Police involved in a shooting in a suburb of Dallas, Texas, over the weekend have reportedly changed their story after an unarmed 15-year-old was killed. No one else involved was injured — including several police officers who reportedly shot at the car the teen was in. Who is Jordan Edwards? The family of the teen shot by police in Texas is speaking out.
On Saturday night, a 15-year-old named Jordan Edwards went to a party in Balch Springs, Texas — a suburb of Dallas, according to the New York Times. Edwards was a freshman at Mesquite High School, where he played football and was a good student, according to an official statement released by the school in the wake of his death. When the party started to feel like it was getting out of hand, Edwards decided to leave, according to the Dallas Morning News.

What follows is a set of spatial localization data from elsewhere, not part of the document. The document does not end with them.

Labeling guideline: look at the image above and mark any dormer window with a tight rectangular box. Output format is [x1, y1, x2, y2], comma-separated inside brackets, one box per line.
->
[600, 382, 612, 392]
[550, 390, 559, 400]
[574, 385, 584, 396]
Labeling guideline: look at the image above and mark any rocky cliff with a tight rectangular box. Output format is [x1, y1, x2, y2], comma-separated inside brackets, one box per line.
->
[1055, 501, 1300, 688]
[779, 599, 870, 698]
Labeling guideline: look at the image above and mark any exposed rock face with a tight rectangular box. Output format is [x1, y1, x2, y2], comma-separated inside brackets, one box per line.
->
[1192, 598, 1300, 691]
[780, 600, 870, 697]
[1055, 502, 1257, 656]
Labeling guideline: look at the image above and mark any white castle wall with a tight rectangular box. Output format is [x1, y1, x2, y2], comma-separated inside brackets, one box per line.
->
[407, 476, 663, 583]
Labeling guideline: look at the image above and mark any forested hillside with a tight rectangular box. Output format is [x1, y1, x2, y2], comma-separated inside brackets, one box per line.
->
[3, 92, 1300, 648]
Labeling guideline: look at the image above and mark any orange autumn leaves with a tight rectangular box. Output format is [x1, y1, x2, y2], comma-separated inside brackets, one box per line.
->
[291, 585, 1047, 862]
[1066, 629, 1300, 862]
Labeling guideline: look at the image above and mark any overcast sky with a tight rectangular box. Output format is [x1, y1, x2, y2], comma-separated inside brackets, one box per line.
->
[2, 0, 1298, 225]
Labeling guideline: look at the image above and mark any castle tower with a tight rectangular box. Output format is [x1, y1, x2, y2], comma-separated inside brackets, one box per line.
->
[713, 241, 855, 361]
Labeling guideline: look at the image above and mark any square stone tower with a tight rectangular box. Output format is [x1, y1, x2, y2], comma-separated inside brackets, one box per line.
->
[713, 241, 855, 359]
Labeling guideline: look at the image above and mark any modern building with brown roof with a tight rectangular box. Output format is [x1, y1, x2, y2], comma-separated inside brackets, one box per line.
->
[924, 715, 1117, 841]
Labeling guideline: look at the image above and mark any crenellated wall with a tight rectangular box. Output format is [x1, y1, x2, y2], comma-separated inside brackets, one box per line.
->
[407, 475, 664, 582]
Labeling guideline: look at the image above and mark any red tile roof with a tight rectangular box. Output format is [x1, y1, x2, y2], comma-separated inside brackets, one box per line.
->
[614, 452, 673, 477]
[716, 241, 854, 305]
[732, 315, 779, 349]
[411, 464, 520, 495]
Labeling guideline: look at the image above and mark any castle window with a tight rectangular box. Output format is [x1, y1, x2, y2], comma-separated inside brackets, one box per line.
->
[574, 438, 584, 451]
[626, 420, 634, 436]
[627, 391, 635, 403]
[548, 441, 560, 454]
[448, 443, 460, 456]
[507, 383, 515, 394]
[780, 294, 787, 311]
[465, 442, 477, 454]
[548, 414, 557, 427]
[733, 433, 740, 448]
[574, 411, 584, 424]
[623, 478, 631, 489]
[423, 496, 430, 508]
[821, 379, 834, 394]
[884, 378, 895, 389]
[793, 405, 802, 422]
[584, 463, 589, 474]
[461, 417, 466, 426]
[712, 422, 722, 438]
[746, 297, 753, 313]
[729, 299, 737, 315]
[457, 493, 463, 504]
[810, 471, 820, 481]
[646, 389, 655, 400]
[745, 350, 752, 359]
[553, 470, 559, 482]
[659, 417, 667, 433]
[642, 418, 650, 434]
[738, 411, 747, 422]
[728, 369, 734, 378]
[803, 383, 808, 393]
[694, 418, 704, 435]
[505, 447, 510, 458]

What happened next has become the subject of debate, as initial statements from police officers involved contradicted body-cam video evidence, according to The Washington Post. The officers originally stated that the car Edwards was in approached their cruiser aggressively, which they responded to by firing a rifle into the cab of the vehicle. After reviewing video, however, it became apparent that the car was, in fact, driving away from the police cruiser when the officer fired. Edwards was shot in the head, through the passenger side window, and died of his wounds a short time later. None of the teens in the car — including Edwards —were drunk or in possession of a weapon, according to NPR.

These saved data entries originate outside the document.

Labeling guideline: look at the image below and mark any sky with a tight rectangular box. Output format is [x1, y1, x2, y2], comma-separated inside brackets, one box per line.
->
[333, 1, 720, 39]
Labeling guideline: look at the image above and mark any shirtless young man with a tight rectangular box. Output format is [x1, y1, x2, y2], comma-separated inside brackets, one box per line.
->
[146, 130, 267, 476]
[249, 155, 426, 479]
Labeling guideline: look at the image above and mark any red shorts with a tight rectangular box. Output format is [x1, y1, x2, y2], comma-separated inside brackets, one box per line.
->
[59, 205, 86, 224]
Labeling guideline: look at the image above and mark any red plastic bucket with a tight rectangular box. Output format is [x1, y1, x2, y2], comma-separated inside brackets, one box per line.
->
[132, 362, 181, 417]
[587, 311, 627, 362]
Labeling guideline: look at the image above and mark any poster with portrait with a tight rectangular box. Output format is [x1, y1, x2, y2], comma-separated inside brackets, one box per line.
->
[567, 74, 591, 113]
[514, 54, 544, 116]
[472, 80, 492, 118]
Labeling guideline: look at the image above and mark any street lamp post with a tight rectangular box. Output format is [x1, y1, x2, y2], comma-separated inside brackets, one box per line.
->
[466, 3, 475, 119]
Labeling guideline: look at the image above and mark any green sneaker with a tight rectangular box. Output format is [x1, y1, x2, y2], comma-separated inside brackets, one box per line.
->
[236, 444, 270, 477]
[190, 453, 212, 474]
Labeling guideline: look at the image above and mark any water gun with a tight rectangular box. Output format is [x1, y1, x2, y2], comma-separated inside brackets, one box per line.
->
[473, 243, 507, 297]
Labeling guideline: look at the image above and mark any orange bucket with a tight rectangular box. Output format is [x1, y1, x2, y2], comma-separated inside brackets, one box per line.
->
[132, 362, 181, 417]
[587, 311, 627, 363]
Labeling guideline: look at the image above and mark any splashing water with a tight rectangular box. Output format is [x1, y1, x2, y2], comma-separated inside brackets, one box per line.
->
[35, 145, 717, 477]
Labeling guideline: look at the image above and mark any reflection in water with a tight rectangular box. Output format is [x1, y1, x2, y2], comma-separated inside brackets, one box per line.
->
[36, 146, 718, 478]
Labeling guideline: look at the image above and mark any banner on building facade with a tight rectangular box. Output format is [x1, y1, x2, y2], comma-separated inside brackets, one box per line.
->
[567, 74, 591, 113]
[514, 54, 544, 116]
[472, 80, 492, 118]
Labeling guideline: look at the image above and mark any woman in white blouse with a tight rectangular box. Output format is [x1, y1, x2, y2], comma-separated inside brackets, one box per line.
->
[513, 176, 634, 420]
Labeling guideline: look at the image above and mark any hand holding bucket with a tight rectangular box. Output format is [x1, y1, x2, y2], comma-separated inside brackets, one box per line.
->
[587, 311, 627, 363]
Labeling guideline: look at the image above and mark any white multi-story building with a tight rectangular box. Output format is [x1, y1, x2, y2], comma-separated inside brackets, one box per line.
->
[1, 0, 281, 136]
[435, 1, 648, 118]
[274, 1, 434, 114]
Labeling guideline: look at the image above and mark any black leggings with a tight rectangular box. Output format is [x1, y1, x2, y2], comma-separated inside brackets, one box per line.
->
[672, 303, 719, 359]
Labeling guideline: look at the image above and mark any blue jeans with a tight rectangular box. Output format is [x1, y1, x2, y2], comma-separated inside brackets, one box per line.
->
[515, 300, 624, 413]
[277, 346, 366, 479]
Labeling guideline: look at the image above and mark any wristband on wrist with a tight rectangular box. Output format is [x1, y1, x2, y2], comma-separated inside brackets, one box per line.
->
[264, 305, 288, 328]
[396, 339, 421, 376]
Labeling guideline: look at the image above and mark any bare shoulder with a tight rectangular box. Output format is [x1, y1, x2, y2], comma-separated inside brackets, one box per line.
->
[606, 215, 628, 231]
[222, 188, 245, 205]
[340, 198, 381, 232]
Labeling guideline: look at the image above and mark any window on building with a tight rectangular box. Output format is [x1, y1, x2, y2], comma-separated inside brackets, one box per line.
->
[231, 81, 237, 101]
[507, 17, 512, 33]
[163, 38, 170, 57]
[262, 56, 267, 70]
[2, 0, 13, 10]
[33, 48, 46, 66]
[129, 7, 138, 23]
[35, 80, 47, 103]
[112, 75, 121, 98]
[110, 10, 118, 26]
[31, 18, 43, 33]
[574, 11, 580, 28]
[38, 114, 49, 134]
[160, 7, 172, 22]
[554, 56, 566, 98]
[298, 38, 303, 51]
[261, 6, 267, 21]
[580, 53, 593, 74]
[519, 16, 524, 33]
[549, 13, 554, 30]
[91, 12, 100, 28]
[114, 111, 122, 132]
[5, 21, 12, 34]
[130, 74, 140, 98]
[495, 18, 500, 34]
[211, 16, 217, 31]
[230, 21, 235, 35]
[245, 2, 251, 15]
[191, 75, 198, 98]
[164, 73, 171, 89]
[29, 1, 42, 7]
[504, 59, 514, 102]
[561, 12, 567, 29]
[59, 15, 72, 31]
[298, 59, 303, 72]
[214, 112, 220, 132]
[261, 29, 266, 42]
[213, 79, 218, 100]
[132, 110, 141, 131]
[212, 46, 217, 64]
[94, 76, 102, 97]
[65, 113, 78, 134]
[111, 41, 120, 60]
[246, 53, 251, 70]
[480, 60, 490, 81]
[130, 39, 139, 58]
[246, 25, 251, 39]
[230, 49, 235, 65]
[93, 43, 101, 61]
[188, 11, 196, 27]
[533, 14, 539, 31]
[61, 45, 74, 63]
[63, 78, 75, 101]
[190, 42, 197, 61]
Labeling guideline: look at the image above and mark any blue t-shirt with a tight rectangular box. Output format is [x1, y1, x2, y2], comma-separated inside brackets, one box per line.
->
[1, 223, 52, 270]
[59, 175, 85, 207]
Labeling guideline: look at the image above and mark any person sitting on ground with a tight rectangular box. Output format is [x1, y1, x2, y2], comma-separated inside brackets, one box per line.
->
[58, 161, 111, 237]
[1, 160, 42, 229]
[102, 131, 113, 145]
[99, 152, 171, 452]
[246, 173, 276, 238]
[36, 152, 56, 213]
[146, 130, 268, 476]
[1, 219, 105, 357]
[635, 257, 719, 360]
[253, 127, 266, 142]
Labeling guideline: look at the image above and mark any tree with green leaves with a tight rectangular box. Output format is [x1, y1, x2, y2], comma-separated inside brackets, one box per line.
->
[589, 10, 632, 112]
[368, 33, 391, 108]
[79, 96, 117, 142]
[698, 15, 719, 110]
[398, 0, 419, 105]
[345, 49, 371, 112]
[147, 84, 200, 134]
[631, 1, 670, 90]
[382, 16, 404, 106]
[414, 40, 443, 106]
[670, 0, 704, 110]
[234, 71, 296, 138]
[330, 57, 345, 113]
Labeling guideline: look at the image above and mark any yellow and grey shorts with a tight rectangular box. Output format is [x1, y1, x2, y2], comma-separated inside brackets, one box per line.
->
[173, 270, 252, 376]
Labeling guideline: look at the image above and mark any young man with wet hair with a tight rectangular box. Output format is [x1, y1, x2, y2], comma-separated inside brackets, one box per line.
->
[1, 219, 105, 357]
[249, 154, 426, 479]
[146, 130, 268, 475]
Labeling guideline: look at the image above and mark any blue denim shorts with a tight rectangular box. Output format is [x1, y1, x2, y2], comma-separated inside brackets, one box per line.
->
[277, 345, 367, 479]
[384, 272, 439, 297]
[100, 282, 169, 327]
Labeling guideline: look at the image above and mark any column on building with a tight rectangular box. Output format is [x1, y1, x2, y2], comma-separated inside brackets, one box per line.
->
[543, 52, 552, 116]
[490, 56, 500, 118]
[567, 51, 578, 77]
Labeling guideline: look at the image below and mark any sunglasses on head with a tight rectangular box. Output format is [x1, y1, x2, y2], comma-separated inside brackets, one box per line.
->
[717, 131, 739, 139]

In a press conference with the Dallas Morning News, the lawyer representing Edwards' family joined them to speak out about what happened to their son, and to plead for transparency and accountability from the police department as they pursue justice for their son. "We are declaring war on bad policing," said the family's attorney, Lee Merritt "This has happened far too often. We are tired of making the same rhetorical demands, of having the same hashtags."
Data collected and presented by The Guardian showed that Black Americans are twice as likely to be shot by police than those who are white. Between 2010 and 2012, ProPublica presented data that found Black teens were 21 more times as likely to be shot by police than their white peers. Other research has postulated that these rates may be influenced by the areas' local police departments are patrolling — namely, areas of high crime that may be disproportionately poor and populated by minorities, as one study pointed out.
While statistics can't be ignored, the names Freddie Gray, Michael Brown, and now Jordan Edwards evoke the real-life consequences of alleged profiling by law enforcement. As Black Lives Matter and other movements continue to fight for justice, Merritt's words as he spoke of Jordan Edwards continue to echo: how many hashtags will it take before justice is served?